Dernier réflexe : reliez toujours la dépense à son utilité pédagogique. Payer plus cher n’améliore pas mécaniquement les résultats. Ce qui compte, c’est la méthode et la régularité de votre enfant, bien plus que le montant investi. Sur ce point, notre guide sur les erreurs typiques en prépa complète utilement la réflexion budgétaire.
Cas particuliers et situations difficiles
Plusieurs situations méritent un traitement à part dans votre planification.
Les familles boursières. La bourse sur critères sociaux se maintient en CPGE et se cumule avec les exonérations de droits d’inscription, de CVEC et de frais de concours. Selon l’échelon, la bourse couvre une part significative des frais de vie. Pour ces familles, le reste à charge réel d’une prépa publique avec internat peut devenir très raisonnable.
Le « 5/2 » (troisième année). Si votre enfant redouble volontairement sa Spé pour viser une meilleure école, prévoyez une année supplémentaire de budget de vie et un second cycle de frais de concours. C’est un investissement qui se réfléchit en fonction du gain attendu au concours.
La réduction d’impôt pour enfant en études supérieures. Tant que votre enfant est rattaché à votre foyer fiscal, vous bénéficiez d’une réduction d’impôt de 183 € par an au titre d’un enfant poursuivant des études dans l’enseignement supérieur. Modeste, mais systématique : ne l’oubliez pas dans votre déclaration.
Éloignement géographique imposé. Quand la filière visée (une PT ou une BCPST peu répandue, par exemple) n’existe pas près de chez vous, le logement devient incontournable. Dans ce cas, l’internat reste le meilleur arbitrage, et un accompagnement parental à distance bien pensé prend le relais, comme détaillé dans notre guide pour accompagner un enfant en prépa.
Pour aller plus loin
Vous avez désormais une vision claire des cinq postes qui composent le budget d’une prépa scientifique. Pour affiner votre décision, quelques prolongements utiles :
- Faites les simulations d’aides (bourse, APL, Visale) dès le printemps précédant la rentrée, avant même les résultats Parcoursup.
- Comparez internat contre studio en intégrant les APL : l’écart réel est souvent plus faible qu’il n’y paraît, mais l’internat reste gagnant en première année.
- Réservez le soutien scolaire aux notions verrous, en profitant du crédit d’impôt de 50 %.

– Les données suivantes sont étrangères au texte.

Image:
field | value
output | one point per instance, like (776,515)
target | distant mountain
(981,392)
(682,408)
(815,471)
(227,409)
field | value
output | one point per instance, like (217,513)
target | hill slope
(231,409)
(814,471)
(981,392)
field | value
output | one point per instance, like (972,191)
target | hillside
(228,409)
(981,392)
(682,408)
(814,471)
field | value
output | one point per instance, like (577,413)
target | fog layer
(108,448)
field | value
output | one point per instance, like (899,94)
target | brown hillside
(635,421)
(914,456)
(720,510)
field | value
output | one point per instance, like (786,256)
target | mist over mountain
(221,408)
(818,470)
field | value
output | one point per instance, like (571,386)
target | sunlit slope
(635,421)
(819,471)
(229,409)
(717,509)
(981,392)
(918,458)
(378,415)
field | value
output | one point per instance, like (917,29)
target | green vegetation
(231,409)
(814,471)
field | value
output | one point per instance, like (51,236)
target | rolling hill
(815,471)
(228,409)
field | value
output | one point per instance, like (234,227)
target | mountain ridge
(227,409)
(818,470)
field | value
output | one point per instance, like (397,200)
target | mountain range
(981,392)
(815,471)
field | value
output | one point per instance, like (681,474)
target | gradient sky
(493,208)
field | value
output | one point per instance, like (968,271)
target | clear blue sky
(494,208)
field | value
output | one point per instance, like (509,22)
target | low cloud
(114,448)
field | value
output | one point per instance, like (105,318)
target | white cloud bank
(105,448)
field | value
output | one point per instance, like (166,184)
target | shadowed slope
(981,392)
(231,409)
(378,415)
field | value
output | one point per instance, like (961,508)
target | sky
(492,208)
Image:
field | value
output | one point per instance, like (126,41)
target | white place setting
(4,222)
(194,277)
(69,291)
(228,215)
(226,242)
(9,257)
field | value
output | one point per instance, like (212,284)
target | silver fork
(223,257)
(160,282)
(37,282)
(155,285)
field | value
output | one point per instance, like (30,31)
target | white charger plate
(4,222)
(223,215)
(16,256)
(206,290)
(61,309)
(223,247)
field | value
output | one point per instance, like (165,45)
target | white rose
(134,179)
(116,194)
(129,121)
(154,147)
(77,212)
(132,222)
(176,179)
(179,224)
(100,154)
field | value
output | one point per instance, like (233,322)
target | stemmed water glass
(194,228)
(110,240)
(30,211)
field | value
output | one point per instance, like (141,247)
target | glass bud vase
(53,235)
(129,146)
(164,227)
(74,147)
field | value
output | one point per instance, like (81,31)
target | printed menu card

Pour prolonger la réflexion côté organisation et réussite, consultez nos ressources sur la méthode de travail en Maths Sup et sur l’organisation d’une semaine de prépa. Un enfant bien organisé rentabilise chaque euro investi, car il tire le maximum de son établissement sans multiplier les dépenses de rattrapage.
Est-ce que les CPGE sont payantes ?
La scolarité d’une CPGE scientifique publique est gratuite. Seuls restent les droits d’inscription universitaires (environ 170 €) et la CVEC (environ 105 €) par an, dont les boursiers sont exonérés.
Quel est le coût réel d'un élève en prépa sur une année ?
De 1 200 à 1 800 € s’il reste au domicile, de 4 000 à 6 000 € avec internat, et jusqu’à 12 000 € avec un studio en grande métropole et du soutien scolaire.
Peut-on bénéficier d'un crédit d'impôt pour la prépa ?
Oui pour le soutien scolaire à domicile déclaré en service à la personne : 50 % des sommes engagées. Une réduction d’impôt de 183 € s’applique aussi pour un enfant du foyer en études supérieures.